The container ships FROM scratch so there's no /bin/sh; if you want a preStop sleep, project a sidecar with a shell, or rely on the readiness-probe flip to drain upstream proxies inside Server.Shutdown itself.

Retry-tracker drain semantics

The at-least-once RetryTracker spawns one goroutine per (key, connID) pair when a data-change event is scheduled. CancelAll cancels every parent context and drains the map. After shutdown:

  • No goroutines are leaked — every retry loop exits via <-ctx.Done().
  • Any unacked data-change event whose retry budget was not yet exhausted is silently dropped. This is by design: data-change events are best-effort hints.
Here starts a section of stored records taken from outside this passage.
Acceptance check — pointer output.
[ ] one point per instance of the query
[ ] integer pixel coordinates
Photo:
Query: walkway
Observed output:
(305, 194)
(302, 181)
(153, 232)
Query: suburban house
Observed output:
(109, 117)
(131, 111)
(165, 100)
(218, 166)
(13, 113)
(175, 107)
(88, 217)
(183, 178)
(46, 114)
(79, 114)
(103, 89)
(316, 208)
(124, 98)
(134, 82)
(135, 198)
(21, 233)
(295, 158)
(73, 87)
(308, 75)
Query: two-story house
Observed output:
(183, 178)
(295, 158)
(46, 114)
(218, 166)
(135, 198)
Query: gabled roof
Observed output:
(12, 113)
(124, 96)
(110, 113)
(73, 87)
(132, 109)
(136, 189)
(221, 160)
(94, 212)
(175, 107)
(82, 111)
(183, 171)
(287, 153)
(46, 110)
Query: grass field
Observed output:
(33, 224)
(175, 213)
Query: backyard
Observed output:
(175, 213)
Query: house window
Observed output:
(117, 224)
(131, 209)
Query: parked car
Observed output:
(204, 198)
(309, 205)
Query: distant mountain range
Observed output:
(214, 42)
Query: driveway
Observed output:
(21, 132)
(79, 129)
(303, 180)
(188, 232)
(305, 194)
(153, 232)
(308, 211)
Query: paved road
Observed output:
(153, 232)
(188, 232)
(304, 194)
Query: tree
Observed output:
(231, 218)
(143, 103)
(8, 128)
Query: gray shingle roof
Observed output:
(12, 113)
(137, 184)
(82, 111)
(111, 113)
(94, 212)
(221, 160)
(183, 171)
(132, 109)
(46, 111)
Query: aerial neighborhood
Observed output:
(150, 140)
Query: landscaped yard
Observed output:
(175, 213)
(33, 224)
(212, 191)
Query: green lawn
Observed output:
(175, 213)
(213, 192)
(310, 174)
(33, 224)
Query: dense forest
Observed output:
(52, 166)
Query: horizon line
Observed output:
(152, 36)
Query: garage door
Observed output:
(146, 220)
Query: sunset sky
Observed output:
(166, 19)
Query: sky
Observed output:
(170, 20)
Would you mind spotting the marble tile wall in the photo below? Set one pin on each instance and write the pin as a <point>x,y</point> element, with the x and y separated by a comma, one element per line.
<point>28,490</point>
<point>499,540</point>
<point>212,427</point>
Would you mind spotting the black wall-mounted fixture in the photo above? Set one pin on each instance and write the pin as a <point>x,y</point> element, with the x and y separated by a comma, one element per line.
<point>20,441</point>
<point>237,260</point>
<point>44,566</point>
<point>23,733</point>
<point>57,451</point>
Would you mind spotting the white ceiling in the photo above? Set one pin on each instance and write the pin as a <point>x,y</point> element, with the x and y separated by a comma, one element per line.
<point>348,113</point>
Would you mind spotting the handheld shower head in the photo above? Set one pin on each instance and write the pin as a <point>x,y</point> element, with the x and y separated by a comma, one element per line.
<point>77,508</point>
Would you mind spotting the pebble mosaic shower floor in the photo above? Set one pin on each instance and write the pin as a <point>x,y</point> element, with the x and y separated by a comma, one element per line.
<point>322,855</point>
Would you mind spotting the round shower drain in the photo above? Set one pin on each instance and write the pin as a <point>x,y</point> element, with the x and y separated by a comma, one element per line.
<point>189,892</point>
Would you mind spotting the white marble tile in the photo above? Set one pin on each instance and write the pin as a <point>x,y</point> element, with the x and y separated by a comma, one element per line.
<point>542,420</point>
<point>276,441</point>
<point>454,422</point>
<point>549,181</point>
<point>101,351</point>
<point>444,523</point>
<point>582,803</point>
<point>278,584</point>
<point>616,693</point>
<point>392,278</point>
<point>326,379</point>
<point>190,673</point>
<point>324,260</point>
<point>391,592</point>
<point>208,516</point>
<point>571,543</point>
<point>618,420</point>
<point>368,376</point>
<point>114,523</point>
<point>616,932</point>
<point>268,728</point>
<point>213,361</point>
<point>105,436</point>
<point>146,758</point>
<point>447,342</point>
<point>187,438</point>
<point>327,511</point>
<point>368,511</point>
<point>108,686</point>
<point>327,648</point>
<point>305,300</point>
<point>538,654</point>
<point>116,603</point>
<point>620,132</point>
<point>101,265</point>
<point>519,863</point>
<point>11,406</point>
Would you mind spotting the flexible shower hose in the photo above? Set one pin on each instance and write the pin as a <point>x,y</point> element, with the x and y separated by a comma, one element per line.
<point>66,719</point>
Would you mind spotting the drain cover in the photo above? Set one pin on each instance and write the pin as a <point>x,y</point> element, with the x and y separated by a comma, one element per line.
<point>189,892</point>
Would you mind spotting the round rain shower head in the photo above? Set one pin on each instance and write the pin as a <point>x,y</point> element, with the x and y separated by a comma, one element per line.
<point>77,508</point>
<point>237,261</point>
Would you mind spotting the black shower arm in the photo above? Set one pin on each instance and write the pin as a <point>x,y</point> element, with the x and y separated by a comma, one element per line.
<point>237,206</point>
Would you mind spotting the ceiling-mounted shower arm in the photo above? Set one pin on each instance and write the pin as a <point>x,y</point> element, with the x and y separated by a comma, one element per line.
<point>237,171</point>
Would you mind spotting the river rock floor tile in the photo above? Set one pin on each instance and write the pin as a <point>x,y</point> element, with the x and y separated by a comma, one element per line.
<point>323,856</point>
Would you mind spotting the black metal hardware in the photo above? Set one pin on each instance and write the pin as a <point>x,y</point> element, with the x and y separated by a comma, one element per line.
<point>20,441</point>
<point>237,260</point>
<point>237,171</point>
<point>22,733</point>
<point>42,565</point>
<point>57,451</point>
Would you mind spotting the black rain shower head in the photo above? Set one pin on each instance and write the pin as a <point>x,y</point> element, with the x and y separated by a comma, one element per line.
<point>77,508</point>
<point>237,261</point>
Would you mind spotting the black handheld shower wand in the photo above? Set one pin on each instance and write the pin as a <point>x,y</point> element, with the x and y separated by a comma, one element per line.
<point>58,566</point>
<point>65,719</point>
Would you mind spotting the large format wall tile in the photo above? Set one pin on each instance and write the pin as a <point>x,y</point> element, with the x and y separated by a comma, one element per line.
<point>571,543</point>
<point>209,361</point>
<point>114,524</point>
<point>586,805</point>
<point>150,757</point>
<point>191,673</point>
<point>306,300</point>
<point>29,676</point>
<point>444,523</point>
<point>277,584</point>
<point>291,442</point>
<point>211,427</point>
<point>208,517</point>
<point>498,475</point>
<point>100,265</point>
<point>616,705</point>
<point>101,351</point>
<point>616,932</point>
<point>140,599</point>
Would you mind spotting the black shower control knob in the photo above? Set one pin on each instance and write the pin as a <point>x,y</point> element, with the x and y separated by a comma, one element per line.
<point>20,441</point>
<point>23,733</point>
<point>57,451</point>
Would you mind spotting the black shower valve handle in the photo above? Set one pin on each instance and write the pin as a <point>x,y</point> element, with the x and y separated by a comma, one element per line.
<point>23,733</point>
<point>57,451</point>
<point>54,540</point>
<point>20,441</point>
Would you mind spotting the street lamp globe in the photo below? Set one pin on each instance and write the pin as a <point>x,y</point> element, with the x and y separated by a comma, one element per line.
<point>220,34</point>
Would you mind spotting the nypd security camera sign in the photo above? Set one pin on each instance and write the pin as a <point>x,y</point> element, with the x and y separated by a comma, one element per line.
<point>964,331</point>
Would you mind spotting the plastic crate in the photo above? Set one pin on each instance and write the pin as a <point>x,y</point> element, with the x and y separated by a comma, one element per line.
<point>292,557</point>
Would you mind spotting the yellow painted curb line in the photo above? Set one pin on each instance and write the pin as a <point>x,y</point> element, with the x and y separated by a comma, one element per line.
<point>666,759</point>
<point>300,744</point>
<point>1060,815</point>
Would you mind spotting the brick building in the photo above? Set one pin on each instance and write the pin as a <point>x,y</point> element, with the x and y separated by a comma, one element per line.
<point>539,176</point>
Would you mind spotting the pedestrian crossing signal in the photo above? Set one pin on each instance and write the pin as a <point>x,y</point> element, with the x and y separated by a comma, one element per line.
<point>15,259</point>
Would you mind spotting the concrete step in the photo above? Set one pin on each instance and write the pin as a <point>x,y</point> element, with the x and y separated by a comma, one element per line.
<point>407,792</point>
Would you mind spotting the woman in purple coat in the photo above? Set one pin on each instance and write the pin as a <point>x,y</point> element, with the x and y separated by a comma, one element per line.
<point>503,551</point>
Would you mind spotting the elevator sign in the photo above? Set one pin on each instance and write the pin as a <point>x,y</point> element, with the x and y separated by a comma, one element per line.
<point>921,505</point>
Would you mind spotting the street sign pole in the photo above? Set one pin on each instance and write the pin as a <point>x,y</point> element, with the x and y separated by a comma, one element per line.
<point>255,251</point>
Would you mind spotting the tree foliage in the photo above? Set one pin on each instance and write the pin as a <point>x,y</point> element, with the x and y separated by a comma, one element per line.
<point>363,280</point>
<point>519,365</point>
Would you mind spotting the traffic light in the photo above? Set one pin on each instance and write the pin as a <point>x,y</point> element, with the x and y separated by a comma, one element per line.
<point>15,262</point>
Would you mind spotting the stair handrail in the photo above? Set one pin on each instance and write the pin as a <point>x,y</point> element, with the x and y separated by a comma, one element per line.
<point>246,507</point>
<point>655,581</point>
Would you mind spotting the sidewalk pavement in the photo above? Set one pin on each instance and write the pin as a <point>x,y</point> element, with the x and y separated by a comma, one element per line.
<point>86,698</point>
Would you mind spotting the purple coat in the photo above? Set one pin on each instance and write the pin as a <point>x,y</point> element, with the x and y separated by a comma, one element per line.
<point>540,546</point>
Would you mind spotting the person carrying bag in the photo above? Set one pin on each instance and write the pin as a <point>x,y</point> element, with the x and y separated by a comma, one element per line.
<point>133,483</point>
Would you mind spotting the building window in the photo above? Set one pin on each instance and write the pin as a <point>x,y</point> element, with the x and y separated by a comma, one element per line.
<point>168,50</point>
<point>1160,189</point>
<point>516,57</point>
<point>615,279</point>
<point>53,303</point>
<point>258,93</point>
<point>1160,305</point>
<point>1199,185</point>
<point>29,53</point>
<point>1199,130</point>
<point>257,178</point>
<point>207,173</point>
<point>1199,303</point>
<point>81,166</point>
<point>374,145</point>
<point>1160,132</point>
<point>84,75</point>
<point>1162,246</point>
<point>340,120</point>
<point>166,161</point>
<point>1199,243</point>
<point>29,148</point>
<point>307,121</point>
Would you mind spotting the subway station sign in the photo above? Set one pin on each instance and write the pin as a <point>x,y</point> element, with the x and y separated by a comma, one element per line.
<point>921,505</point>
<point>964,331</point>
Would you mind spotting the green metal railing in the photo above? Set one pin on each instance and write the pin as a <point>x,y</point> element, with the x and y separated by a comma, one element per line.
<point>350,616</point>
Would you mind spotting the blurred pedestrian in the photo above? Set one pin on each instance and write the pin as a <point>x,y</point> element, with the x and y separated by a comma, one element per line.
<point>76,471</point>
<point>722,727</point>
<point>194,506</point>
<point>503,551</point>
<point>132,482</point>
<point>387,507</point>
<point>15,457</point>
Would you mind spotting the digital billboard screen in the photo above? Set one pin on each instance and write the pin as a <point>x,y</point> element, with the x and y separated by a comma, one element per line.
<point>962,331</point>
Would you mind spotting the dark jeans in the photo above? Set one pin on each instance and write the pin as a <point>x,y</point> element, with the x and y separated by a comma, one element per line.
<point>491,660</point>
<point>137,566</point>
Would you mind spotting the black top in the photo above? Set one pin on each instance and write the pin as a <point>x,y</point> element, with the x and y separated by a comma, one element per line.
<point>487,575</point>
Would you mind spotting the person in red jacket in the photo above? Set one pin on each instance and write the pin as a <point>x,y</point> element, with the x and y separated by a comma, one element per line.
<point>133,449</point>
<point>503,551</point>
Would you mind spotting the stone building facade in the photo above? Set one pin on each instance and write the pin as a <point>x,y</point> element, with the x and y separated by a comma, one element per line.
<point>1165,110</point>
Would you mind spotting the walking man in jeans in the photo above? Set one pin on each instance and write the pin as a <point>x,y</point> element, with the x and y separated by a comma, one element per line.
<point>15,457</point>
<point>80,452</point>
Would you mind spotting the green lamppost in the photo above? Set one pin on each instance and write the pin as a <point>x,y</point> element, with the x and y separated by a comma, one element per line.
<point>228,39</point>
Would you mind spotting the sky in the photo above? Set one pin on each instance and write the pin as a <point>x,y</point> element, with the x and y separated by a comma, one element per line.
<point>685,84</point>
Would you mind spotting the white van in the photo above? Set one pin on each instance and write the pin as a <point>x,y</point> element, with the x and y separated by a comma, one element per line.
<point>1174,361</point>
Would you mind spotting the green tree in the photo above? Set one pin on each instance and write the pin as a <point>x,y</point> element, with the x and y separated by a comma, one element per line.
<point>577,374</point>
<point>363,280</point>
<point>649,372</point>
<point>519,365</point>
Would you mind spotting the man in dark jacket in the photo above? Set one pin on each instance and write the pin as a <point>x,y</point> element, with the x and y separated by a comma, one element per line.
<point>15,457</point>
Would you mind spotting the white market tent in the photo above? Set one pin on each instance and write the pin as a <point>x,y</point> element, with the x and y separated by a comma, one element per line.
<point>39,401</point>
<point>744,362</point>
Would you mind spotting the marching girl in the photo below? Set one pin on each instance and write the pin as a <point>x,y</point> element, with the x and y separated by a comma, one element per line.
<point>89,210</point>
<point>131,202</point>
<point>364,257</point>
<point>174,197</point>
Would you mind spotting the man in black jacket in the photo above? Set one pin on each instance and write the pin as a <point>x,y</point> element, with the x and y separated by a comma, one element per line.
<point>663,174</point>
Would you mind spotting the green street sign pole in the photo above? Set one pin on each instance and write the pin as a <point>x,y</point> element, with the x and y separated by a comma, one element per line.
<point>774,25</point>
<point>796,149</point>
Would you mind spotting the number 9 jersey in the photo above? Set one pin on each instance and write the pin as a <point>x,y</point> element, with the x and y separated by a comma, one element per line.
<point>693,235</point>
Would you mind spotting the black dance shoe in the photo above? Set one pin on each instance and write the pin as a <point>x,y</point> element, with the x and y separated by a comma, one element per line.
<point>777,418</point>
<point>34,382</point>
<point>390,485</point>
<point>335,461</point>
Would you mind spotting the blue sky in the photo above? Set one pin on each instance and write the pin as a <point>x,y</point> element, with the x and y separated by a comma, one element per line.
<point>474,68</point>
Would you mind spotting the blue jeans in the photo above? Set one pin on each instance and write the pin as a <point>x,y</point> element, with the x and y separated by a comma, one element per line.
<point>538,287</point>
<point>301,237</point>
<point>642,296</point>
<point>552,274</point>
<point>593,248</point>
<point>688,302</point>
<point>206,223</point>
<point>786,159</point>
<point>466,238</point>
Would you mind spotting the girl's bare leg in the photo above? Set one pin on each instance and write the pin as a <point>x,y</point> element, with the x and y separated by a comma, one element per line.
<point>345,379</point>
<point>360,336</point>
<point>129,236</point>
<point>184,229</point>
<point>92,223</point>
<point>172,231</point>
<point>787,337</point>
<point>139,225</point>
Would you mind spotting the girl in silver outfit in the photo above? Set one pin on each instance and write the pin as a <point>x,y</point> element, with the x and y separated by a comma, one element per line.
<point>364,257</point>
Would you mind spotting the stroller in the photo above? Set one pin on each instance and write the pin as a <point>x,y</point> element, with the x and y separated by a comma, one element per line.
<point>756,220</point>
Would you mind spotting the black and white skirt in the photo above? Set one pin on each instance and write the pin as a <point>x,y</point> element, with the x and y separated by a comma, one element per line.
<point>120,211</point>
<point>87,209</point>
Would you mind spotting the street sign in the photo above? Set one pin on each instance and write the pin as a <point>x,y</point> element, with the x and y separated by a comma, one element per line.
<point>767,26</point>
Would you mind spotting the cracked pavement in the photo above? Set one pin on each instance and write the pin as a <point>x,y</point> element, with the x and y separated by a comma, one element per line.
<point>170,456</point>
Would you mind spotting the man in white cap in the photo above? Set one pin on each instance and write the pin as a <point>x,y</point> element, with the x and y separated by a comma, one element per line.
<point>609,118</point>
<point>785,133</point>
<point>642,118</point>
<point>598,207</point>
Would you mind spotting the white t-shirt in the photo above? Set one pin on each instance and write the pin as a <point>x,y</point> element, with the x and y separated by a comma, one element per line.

A reconnecting client re-fetches state via its own API, so a missed hint is at worst one extra cold fetch.

If you need at-least-once delivery across pod restarts for a specific use case, push it through a durable channel (email, SMS, web push, mobile push) — the in-app channel is real-time-or-nothing by intent.

Store closure

  • memory — no Close, no-op.
  • postgrespgxpool.Pool.Close; waits for all checked-out connections to be returned before closing.
  • entdbsdk.Client.Close; closes the gRPC transport.

The store close runs after the HTTP servers have finished draining. This guarantees no in-flight Connect handler is still touching the store when its connections get torn down — avoiding spurious "connection closed" errors in the very last log lines.

Observability during shutdown

{"time":"...","level":"INFO","msg":"server_shutdown_signal"}
{"time":"...","level":"INFO","msg":"stream_close","connection_id":"...","user_id":"..."} // one per stream
{"time":"...","level":"INFO","msg":"stream_close","connection_id":"...","user_id":"..."}
... (per in-flight stream) ...
{"time":"...","level":"WARN","msg":"server_shutdown_error","error":"..."} // only on failure

If the shutdown completes within NOTIFY_SHUTDOWN_TIMEOUT, the process exits with status 0. If the timeout fires first the process logs server_shutdown_error with the underlying cause and exits with the first non-nil error.